What is left unwritten is that
    * HTML4 requires folding non-entity *
    * names to upper case during parsing. *
This requirement covers, among other things, ID attribute values. 
 Inspect the HTML4 SGML declaration [1]:
         NAMING   LCNMSTRT ""
                  UCNMSTRT ""
                  LCNMCHAR ".-_:"    
                  UCNMCHAR ".-_:"
                  NAMECASE GENERAL YES
                           ENTITY  NO

So, the HTML4 tag keyed as
    <div id="a-to-z">
represents the start of a 'DIV' element with an 'ID' attribute 
whose value is 'A-TO-Z'.  SGML offers many conveniences for 
the direct keying of a document.  But, just as the lack of an 
end-tag on a 'P' element does not mean that the 'P' element has 
no end, the case of non-entity name characters as keyed does 
not influence the resulting name.

At least, this is the case if we take seriously the claims [2, 3, 4] 
that HTML4 is an application [5] of SGML.  It was foolish 
to proclaim HTML4 an application of SGML.  The 
proclamation requires conformant implementations of HTML4 
to obey the details of ISO 8879, which is a complex specification.  
It would have been perfectly reasonable to include in the 
HTML4 specification a non-normative reference to ISO 8879 and 
to create rules that would ensure that every valid 
HTML4 document be a valid SGML document.

[1]  HTML4 section 20.1, "SGML Declaration".
  <http://www.w3.org/TR/html4/sgml/sgmldecl.html>.

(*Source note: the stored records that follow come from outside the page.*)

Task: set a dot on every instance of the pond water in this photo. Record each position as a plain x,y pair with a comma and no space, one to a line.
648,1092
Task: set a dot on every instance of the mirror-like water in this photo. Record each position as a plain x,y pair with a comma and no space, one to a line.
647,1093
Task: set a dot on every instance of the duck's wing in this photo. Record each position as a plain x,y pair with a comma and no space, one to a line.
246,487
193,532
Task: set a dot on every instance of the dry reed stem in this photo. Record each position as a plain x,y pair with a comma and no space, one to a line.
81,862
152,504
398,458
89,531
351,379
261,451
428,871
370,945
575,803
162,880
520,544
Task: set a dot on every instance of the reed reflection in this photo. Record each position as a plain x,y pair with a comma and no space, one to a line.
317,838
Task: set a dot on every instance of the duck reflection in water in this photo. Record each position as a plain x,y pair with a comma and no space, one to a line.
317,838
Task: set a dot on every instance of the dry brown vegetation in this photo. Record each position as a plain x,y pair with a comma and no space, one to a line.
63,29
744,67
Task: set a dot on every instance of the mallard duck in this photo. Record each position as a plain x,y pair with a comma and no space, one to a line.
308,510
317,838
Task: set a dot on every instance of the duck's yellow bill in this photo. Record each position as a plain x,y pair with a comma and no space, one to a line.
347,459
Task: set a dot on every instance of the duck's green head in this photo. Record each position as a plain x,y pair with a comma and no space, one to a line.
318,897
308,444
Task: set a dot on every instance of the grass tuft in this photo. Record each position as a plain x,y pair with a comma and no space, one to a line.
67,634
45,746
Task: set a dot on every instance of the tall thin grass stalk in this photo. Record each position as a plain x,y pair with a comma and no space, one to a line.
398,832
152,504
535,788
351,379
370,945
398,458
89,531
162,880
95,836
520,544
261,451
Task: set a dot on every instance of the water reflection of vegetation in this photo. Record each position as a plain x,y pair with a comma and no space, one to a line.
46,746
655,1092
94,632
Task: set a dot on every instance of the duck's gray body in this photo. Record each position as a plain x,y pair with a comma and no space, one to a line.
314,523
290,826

[2]  HTML4 cover page.  <http://www.w3.org/TR/html4/>.
"HTML 4.01 is an SGML application conforming to International
Standard ISO 8879 -- Standard Generalized Markup Language"

[3]  HTML4 section 5.1, "Document Character Set".
  <http://www.w3.org/TR/html4/charset.html>
"To promote interoperability, SGML requires that each application
(including HTML) specify its document character set."

[4]  HTML4 section 4.2, "SGML".
  <http://www.w3.org/TR/html4/conform.html>
"HTML 4.01 is an SGML application conforming to International
Standard ISO 8879 -- Standard Generalized Markup Language"

[5]  ISO 8879:1986 sub-clause 15.2, "Conforming 
SGML Application".
"A conforming SGML application's conventions can affect only 
areas that are left open to specification by applications."

-- 
Etan Wexler

Received on Friday, 25 January 2002 07:50:25 UTC